Porsche's Mid-Engine 911 RSR Makes Public On Track Debut At Daytona
It Sure Was A Good Looking Racecar But They've Still Got A Lot Of Work To Do.
Last weekend, IMSA held their pre-season test called "The Roar Before The 24". The purpose of this test is to gather baseline data for the upcoming season to help develop a proper balance of performance. It is particularly important to go through this process with regard to brand new cars, but pre-existing chassis will also have made progress in the off-season that IMSA would like to know about, tracking all manner of data. Porsche's new RSR is the only brand new car in the GTLM field, so it's fair to say there was a little extra scrutiny surrounding their car.
In addition to their new car, Porsche also introduced two new GTLM class factory drivers in the form of Laurens Vanthoor and Dirk Werner. The drivers worked well with the team, and all of them had very nice things to say about the new mid-engine placement of their office for the season. While we don't know what Porsche's goals were for the test, likely shaking down the car, familiarizing the drivers with the car and the circuit, and putting in laps rather than setting outright pace, they were ranked last and second-to-last at the end of the test weekend. Granted, The #911 car turned a best time of 1:44.874 on Sunday, which is just half a second off the pace of the leading Ford GT, and just a few tenths slower than their fastest lap in last year's race. While there is still a long row to hoe before the Daytona race proper at the end of the month, if there is any team that can make up that gap, it'd be Porsche.

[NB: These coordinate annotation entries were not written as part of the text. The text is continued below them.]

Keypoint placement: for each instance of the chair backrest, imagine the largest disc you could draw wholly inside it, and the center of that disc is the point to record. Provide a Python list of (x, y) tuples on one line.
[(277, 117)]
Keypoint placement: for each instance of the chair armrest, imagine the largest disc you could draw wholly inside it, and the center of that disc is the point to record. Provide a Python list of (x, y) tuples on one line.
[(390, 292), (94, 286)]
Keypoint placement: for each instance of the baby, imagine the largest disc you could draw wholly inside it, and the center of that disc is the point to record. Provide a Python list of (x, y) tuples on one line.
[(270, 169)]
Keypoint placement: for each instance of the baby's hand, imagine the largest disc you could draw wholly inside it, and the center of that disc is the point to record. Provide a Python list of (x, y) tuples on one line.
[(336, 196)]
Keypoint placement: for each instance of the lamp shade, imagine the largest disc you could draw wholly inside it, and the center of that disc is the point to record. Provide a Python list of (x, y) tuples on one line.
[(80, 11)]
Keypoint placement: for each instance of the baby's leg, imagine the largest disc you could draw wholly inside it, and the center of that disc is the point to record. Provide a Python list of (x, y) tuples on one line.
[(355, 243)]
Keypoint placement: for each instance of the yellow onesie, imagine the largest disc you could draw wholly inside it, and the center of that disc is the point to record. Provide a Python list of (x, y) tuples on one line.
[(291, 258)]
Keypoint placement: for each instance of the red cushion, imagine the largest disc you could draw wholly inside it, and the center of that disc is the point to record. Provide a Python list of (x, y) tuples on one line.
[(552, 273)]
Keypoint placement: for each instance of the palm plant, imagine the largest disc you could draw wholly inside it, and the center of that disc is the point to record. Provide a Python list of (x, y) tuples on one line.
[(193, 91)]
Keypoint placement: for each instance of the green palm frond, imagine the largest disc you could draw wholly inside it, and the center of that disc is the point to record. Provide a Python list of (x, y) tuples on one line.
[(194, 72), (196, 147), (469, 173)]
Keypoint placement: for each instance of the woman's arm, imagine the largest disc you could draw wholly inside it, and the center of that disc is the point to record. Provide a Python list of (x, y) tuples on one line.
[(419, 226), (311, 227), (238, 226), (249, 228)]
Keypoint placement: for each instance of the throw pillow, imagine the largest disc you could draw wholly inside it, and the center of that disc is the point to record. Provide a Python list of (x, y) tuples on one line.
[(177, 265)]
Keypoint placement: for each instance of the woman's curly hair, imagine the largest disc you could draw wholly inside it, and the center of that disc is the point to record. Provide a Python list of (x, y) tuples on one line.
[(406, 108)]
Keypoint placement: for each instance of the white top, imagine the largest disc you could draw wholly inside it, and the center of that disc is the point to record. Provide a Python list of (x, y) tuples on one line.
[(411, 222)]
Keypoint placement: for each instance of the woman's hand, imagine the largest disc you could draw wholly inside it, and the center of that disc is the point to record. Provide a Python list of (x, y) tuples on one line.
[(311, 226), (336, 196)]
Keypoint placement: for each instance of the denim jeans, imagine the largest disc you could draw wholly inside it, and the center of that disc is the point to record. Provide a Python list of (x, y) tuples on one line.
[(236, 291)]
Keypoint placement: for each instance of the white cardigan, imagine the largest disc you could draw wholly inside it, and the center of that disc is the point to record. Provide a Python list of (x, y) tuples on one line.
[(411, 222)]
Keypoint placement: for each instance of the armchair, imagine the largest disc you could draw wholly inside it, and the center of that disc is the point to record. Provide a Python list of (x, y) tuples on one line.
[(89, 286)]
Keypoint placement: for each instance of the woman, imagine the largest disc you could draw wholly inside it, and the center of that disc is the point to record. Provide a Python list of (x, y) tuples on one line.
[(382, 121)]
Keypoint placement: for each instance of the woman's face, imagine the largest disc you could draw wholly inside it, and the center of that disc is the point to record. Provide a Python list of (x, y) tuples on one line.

Daytona has not been good to Porsche in recent years, with engine failures, teammates crashing into each other, and multiple failures. One of the good measures of the new mid-engine car is that it will allow the drivers to be a little more relaxed in their pursuit of ultimate speed, and hopefully reduce the stress on the engines over the course of 24 constant hours. More advanced aero means more corner speed, hopefully fewer gearchanges, hopefully fewer opportunities for something to go wrong. Porsche stormed to the pole position for last year's Daytona race in damp conditions, so if they can find just a few more tenths of a second in the race, it's likely they'll be in with a chance. Of course there are so many variables in a 24 hour race that it's difficult to predict anything, but Porsche has more wins at Daytona than any other manufacturer, so they know how to get the job done.
During the course of the three days, Patrick Pilet, Dirk Werner, and Fred Makowiecki covered 1431km in their #911 car, while teammates Kevin Estre, Laurens Vanthoor, and Richard Lietz managed a distance of 1505km.
Marco Ujhasi, Overall Project Leader GT Works Motorsport:
“The test kilometres that we covered over the last three days in preparation for the race were very important. We managed to tick off all the points we’d scheduled for ourselves and now we have a much better understanding of the car on this racetrack. In addition, we experienced changeable and very diverse track conditions. It was dry and wet, warm and cold – precisely what you need in race preparations to be primed for all eventualities. We feel very well prepared for the race and the premiere of our new 911 RSR. In this respect, these three days in Florida were very successful.”